4:3 Conclusions – Graded Exercise Therapy (GET)
We conclude that GET should be withdrawn with immediate effect as a primary intervention for everyone with ME/CFS.
One of the main factors that led to patients reporting that GET was inappropriate was the very nature of GET itself, especially when it was used on the basis that there is no underlying physical cause for the symptoms, and that patients are basically ill because of inactivity and deconditioning.
A significant number of patients had been given advice on exercise and activity management that was judged harmful with symptoms having become worse or much worse and leading to relapse. And it is worth noting that despite current NICE recommendations, a significant number of severe-to-very severe patients were recommended GET by practitioners and/or had taken part in GET courses.
The other major factor contributing to poor outcomes was the incorrect belief held by some practitioners that ME/CFS is a psychological condition leading to erroneous advice that exercise could overcome the illness if only patients would ‘push through’ worsening symptoms.
When it comes to prescribing any form of exercise, health professionals should be doing so with the same degree of caution that would apply to a drug intervention. Clearly that does not often happen with GET. A very significant number of patients had been given advice on exercise and activity management that was not appropriate to the extent of their disability and which resulted in harm.

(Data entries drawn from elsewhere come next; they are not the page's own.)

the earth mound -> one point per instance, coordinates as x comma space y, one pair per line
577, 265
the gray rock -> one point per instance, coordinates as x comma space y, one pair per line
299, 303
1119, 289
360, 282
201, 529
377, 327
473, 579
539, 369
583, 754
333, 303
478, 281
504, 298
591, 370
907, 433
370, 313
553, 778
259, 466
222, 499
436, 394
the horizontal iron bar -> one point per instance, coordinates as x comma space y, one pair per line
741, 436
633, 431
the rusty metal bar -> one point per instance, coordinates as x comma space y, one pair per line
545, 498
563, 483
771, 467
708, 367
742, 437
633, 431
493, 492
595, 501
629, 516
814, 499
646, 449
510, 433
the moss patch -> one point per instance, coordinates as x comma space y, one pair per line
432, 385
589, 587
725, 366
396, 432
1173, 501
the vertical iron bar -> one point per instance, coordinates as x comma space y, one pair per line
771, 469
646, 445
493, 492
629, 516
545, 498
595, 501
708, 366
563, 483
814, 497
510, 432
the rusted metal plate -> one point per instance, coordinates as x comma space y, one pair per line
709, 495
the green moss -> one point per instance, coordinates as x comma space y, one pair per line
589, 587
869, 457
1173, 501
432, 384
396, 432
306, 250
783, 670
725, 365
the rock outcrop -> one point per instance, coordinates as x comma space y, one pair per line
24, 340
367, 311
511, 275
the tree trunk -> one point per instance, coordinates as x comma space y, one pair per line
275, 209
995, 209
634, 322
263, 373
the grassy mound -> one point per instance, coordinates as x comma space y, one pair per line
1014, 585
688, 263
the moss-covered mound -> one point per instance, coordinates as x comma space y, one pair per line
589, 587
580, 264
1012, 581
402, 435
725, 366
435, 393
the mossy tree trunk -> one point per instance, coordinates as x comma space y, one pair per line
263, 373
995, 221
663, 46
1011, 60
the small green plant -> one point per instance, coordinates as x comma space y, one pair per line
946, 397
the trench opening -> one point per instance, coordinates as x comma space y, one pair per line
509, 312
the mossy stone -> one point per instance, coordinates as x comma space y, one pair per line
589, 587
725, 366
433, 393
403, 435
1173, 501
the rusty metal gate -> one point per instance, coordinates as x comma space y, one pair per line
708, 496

We recognise that it is impossible for all treatments for a disease to be free from side-effects, but if GET was a licensed medication we believe the number of people reporting significant adverse effects would lead to a review of its use by regulatory authorities.
As a physical exercise-based therapy, GET may be of benefit to a sub-group who come under the ME/CFS umbrella and are able to tolerate regular and progressive increases in some form of aerobic activity, irrespective of their symptoms. However, identifying a patient who could come within that sub-group is problematic and not possible at present.
Some patients indicated that they had been on a course which had a gentle approach of graded activity rather than a more robust and structured approach of graded physical exercise. There were some reports that patients were told they should not exercise when they felt too unwell to do so. These led, for some, to an improvement in symptoms or to symptoms remaining unaffected.
However, we conclude that GET, as it is currently being delivered, cannot be regarded as a safe and effective form of treatment for the majority of people with ME/CFS. The fact that many people, including those who consider themselves severely affected, are being referred to specialist services for an intervention that makes them either worse or much worse is clearly unacceptable and in many cases dangerous.
GET should therefore be withdrawn by NICE and from NHS specialist services as a ‘one size fits all’ recommended treatment with immediate effect for everyone who has a diagnosis of ME/CFS. This advice should remain until there are reliable methods for determining which people who come under the ME/CFS umbrella are likely to find that GET is a safe and effective form of management.
The concerns about GET as practiced outside research conditions and consistently expressed in this and other patient surveys are well founded (see Key Findings 3:7 and Appendix 6).